1. The results have been reported of total hip replacement by a low-friction technique using high-density polyethylene for the acetabular component in 379 primary interventions, performed between November 1962 and December 1965 and followed for between four and seven years.

2. Apart from failures due to infection, the rate of which in the era under review was 3·8 per cent, late failures from mechanical causes were unusual after total hip replacement by this technique. When the socket was cemented in position, which is now routine, the late mechanical failure from all causes was only 1·3 per cent in 210 cases.

3. As regards the quality of the results and their maintenance over the years, the results were so good (Table X) that it was unnecessary to distinguish an intermediate class of "improvement" between success and failure.

4. As regards relief of pain and ability to walk, the average final rating, on a scale numbered 1 to 6, was 5·9 for both, indicating 90 per cent of patients in Grade 6 (excellent) and only 10 per cent in Grade 5 (good).

5. The average recovery of movement was not as spectacular and was influenced considerably by the pre-operative range, but in all cases that range was improved on.

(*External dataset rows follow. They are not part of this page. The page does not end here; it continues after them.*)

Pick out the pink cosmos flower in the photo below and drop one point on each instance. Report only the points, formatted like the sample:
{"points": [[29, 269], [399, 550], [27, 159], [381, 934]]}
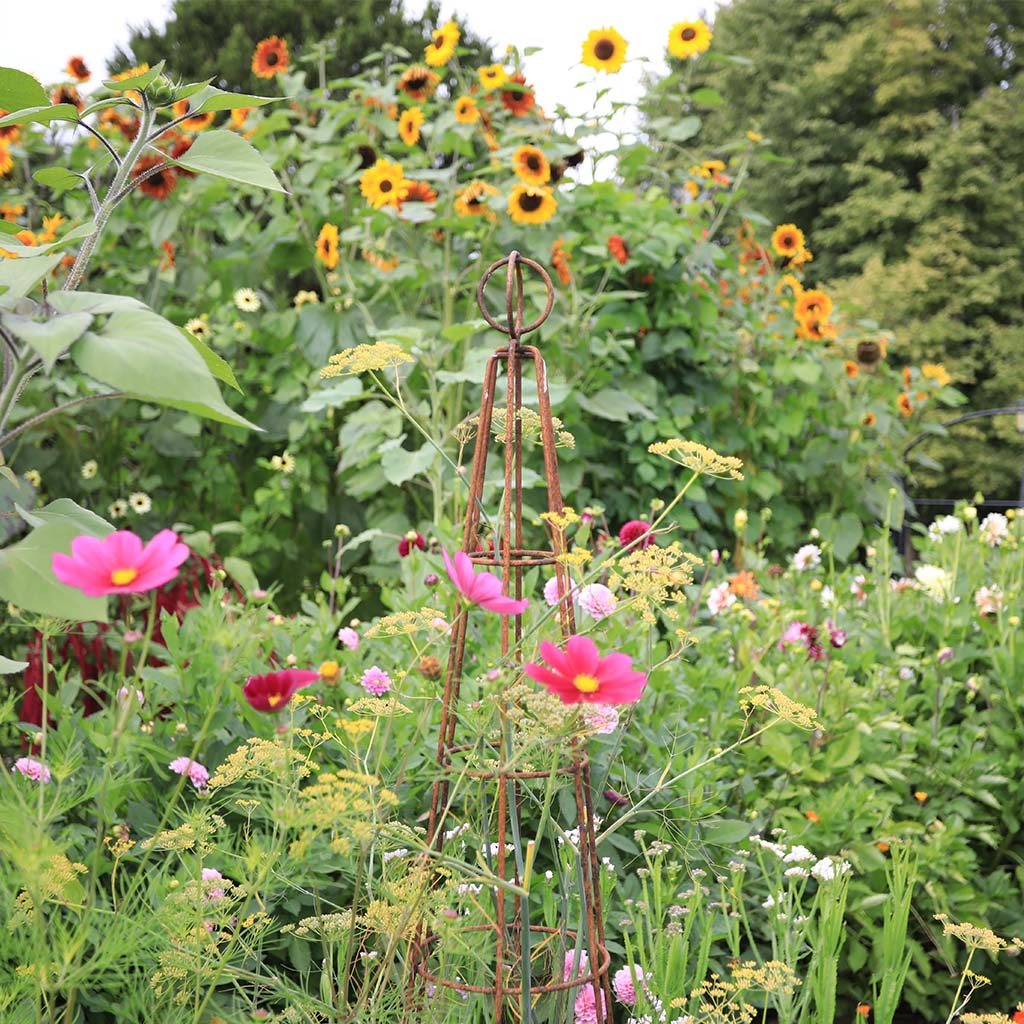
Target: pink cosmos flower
{"points": [[272, 690], [480, 588], [579, 673], [120, 563], [31, 768], [196, 772], [376, 681]]}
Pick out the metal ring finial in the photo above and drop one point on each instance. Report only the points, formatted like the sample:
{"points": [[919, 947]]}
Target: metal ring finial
{"points": [[514, 295]]}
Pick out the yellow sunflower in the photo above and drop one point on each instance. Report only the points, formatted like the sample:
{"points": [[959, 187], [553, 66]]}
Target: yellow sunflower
{"points": [[787, 240], [409, 125], [466, 112], [472, 201], [531, 205], [530, 165], [383, 184], [604, 50], [492, 77], [327, 246], [441, 47], [688, 39]]}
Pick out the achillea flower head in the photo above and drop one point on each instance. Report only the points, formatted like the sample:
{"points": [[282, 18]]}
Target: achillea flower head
{"points": [[271, 691], [120, 563], [578, 673], [480, 588], [196, 772]]}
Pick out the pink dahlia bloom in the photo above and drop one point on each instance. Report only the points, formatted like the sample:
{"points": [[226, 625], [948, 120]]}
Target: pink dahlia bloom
{"points": [[480, 588], [120, 563], [579, 673], [273, 690]]}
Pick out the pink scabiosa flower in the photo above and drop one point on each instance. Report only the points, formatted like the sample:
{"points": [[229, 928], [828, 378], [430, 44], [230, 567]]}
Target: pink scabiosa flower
{"points": [[196, 772], [480, 588], [31, 768], [272, 690], [634, 529], [409, 542], [579, 673], [120, 563], [376, 681]]}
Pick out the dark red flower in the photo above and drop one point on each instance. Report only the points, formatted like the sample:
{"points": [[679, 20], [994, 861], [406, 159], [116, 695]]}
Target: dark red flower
{"points": [[632, 530], [271, 691]]}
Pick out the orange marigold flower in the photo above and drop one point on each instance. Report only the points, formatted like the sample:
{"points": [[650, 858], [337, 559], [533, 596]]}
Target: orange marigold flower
{"points": [[619, 249], [270, 57], [519, 99]]}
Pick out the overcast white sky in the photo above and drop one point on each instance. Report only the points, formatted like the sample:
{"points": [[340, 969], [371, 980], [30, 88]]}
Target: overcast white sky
{"points": [[45, 33]]}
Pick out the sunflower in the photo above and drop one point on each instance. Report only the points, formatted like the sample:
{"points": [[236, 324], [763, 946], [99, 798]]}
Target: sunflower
{"points": [[688, 39], [519, 99], [531, 205], [270, 57], [465, 111], [160, 183], [419, 83], [787, 240], [409, 125], [441, 47], [68, 94], [195, 123], [530, 165], [472, 201], [327, 246], [604, 50], [383, 184], [812, 304]]}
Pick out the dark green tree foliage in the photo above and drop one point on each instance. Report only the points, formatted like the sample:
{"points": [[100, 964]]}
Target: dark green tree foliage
{"points": [[216, 38]]}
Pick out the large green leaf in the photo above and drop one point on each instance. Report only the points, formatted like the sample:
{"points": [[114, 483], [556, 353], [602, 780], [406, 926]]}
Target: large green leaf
{"points": [[48, 339], [139, 352], [18, 90], [228, 156]]}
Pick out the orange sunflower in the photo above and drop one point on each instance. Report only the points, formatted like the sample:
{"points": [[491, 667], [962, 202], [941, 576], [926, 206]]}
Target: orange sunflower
{"points": [[77, 70], [270, 57], [520, 98], [419, 83], [158, 184], [530, 165], [327, 246], [787, 240]]}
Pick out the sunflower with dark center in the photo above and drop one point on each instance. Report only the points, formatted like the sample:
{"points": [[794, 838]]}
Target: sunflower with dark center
{"points": [[270, 57], [383, 184], [472, 201], [77, 70], [604, 50], [531, 205], [327, 246], [787, 240], [419, 83], [466, 112], [520, 98], [688, 39], [530, 165], [159, 184], [409, 125]]}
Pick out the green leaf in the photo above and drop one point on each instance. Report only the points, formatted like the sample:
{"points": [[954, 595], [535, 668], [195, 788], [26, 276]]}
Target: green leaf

Even starting with the stiffest of hips about one patient in four regained a right angle of flexion movement. There was no tendency to lose movement with the passage of time.

6. As regards late infection (2·2 per cent out of a total of 3·8 per cent), the various findings tend to exonerate cement as a cause.

7. The mechanical details of the technique became stabilised in the period 1959 to 1962 in the Teflon era, and with the exception of improved methods of reattachment of the greater trochanter, they are identical with our current practice in 1971.